My subject for this assignment is the earth and is about the impact of global technology, particularly the increasing dependency on computerisation in assisted learning and decision making. In making my series of ten images, I created five ‘seed’ photographs. Each one is an aerial view of a location I have taken/made a picture as part of the EYV module, one from each assignment. The images were captured using the Google Earth platform (and will be attributed on my blog under ‘non commercial fair-use’ guidelines). Each photograph is a unique view of the Earth’s surface and, while they appear homogeneous in appearance, each image contains new information by showing differences in landscape features. Using images captured from Google Earth was a deliberate decision to devolve part of the responsibility of image creation as part of the creative process. I interpreted the assignment brief as requiring different interpretation of the same subject, so as a continuation of the theme I decided to devolve this process to a computer algorithm. For the second series of five photographs, I used a computer program called DeepDream to visually reinterpret the five ‘seed’ images. I wanted the results of this process to appeal and repel in equal measure. The appeal of the resultant images is representative of the appeal of technology in general, the repulsion of the photographs (are they still photographs?) reflects concerns over the role that technology plays in society.
Influence & Research
Part of the influence for this assignment was the research into Thomas Ruff in part one of the course. I enjoyed the study, but I felt slightly wary of the fact he didn’t take the images himself. I wanted to do something deliberately challenging in this assignment; which to me was not using a camera, not having my usual control of the ‘creative process’, and producing images which challenge my view of ‘photography’. A “simple” interpretation of the brief would have been to take still life images of a single subject changing the viewing angle and distance.
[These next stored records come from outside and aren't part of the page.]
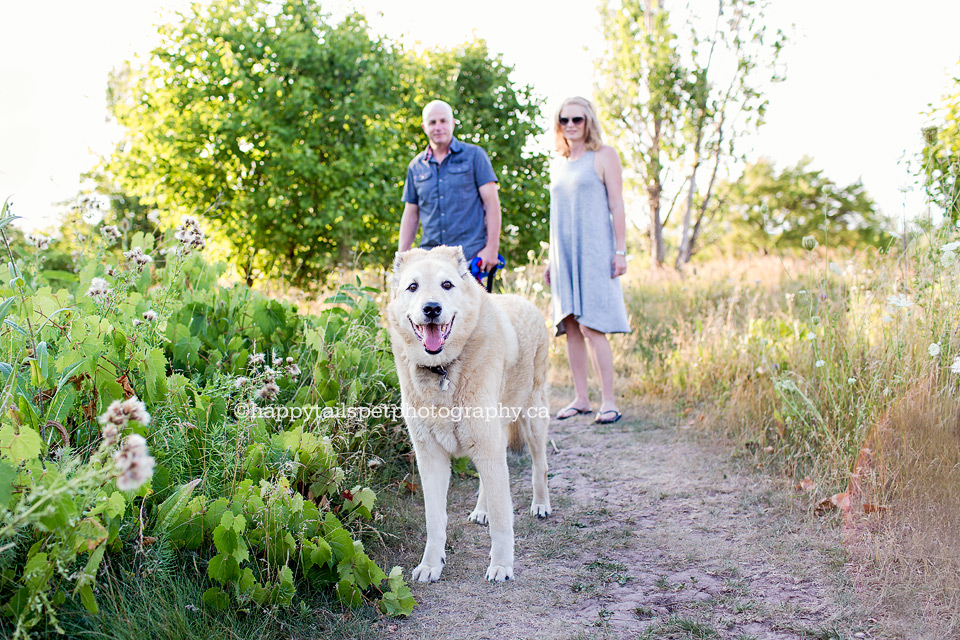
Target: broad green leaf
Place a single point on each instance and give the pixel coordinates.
(19, 446)
(216, 597)
(348, 594)
(88, 599)
(8, 474)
I found a simple approach challenging, as I couldn’t think of a way to make it creatively appealing, which led me to a wider interpretation of the brief into something ‘difficult’ and challenging with, hopefully, a more creative outcome.
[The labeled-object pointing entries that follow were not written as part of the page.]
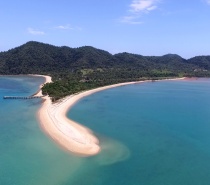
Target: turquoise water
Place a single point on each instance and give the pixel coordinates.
(151, 134)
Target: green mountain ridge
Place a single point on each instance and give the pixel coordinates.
(76, 69)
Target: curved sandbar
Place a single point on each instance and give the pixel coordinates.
(67, 133)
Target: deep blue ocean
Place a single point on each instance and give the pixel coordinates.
(154, 133)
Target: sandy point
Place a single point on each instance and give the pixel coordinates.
(70, 135)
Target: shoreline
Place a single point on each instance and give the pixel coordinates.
(68, 134)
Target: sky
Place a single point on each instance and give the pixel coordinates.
(145, 27)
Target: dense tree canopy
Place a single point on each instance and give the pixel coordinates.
(76, 69)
Part of the appeal of this project came from my background in data science and understanding of machine learning, the process in this assignment provided an opportunity to blend two personal interests.
My research also led me to view the work of Benjamin Grant and his Overview project in which he produces high definition satellite images of different geometric landscapes.
Process
The DeepDream algorithm was produced as an adaption of a computer program called Inception. Inception is a neural network developed to detect common patterns in images, commonly used in face recognition but has the capability to distinguish and group wider common features within imagery. The neural network is developed by running a unsupervised classification over a large dataset of photographs. The technique produces multiple nodes (neurons) which each represent a grouping of visually similar image characteristics. Once trained, the network can also used to ‘back propogate’. DeepDream is the process of running the trained neural network in reverse. Instead of recognizing and classifying all elements within an image, the program is asked to adjust an image slightly so that classified elements conform slightly closer to those previously learned. A process of continually asking the program to iteratively reprocess the image has the effect of morphing the image into the elements the algorithm recognises. My contact sheets show the development of these images.
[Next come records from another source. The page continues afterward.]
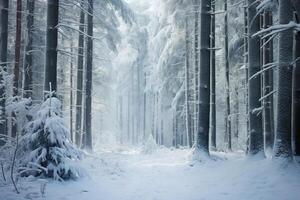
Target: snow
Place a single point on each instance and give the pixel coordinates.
(126, 173)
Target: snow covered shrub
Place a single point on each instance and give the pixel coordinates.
(45, 145)
(150, 146)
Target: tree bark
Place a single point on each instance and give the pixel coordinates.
(89, 76)
(255, 119)
(296, 92)
(196, 63)
(187, 90)
(3, 62)
(14, 126)
(268, 121)
(227, 71)
(79, 94)
(213, 80)
(51, 47)
(202, 142)
(17, 47)
(28, 60)
(282, 147)
(71, 94)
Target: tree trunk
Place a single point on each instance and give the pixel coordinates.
(296, 97)
(227, 115)
(255, 119)
(187, 78)
(213, 80)
(204, 78)
(17, 63)
(267, 87)
(17, 47)
(71, 94)
(3, 62)
(78, 125)
(51, 47)
(89, 76)
(296, 86)
(246, 97)
(27, 88)
(196, 63)
(282, 147)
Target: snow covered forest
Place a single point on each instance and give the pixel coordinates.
(150, 99)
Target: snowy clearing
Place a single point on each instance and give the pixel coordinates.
(127, 174)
Reflection and Further Development
As part of the submission for this exercise, I have the following additional reflections; and in addition how I may develop the series.
· Critique – I mentioned that I wanted to challenge myself in this assignment in trying something different. I still have mixed emotions about the level of digital manipulation I have used, even in the context outlined. My other concerns is around how derivative the work is, the DeepDream process had a wave of popularity in mid-2015 when Google released the code as open source. On the positive side I am pleased that the outcome is different than the alternative study of a single object from different angles.
· Further Development – If I was to develop this series further I would like to take back some of the control over the image manipulation. The algorithm I used was the same as the one trained by the original developers. One of the criticisms of this was that there was an over-representation of certain image types (e.g. dogs) in the original data set. Part of the way to improve this would be to retrain the algorithm on a new image base which would also make the outcome more original. However, this would mean developing a coded solution; I used an online service in this exercise.